The man wants to ban White Owl from the University of Kansas' campus. At least, that's what White Owl -- the 61-year-old, third-team mascot for the Jayhawks -- claims. Who could doubt this man's credibility?
Well, the University of Kansas. That's who.
White Owl is spreading his sad(?) story of persecution at the hands of shadowy people. In the latest edition of The University Daily Kansan, White Owl claims that a nameless woman representing KU's administration told him that the school's leaders "absolutely hated" him. So did a couple of meanies on the Facebook.
Strangely, White Owl couldn't name any of these people. Hmm. But this all made him cry (and there's only 73 things sadder than a crying burnout) and so desperate that he went to campus to pray. This only confirmed his worst fears, he claimed, when a police officer "warned him not to come to University events or on campus because he would be arrested."
Except campus police deny this ever happened.
Still, White Owl claimed he was heartbroken enough that he wanted to run away to California -- 42 years too late.

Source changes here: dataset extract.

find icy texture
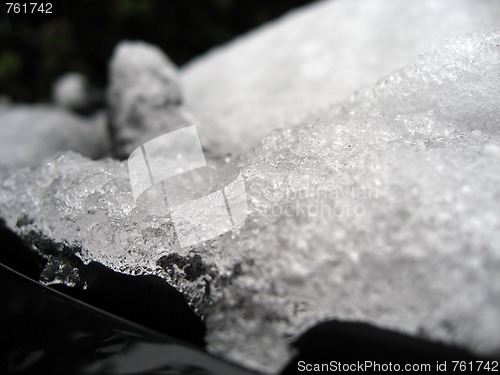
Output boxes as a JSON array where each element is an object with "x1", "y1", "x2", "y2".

He only made it as far as Topeka -- about 30 miles -- before "God" told him to go back. Here comes a happy ending:
Campus police told him to scream at students between classes? OK. White Owl added:
When the fall semester starts, White Owl said, he will go back on
campus with joy and scream between classes, as per police
recommendation, and said he would buy season tickets so he could go to
every University game. He said he was going to try to get a student ID
so he could buy tickets in the student section.
"I'd rather be out amongst the students than on TV."Yeah, we know. The 61-year-old was going to marry a 22-year-old KU student. But hey, love knows no age ... until she calls it off.
This would all be sad if it were, you know, sad.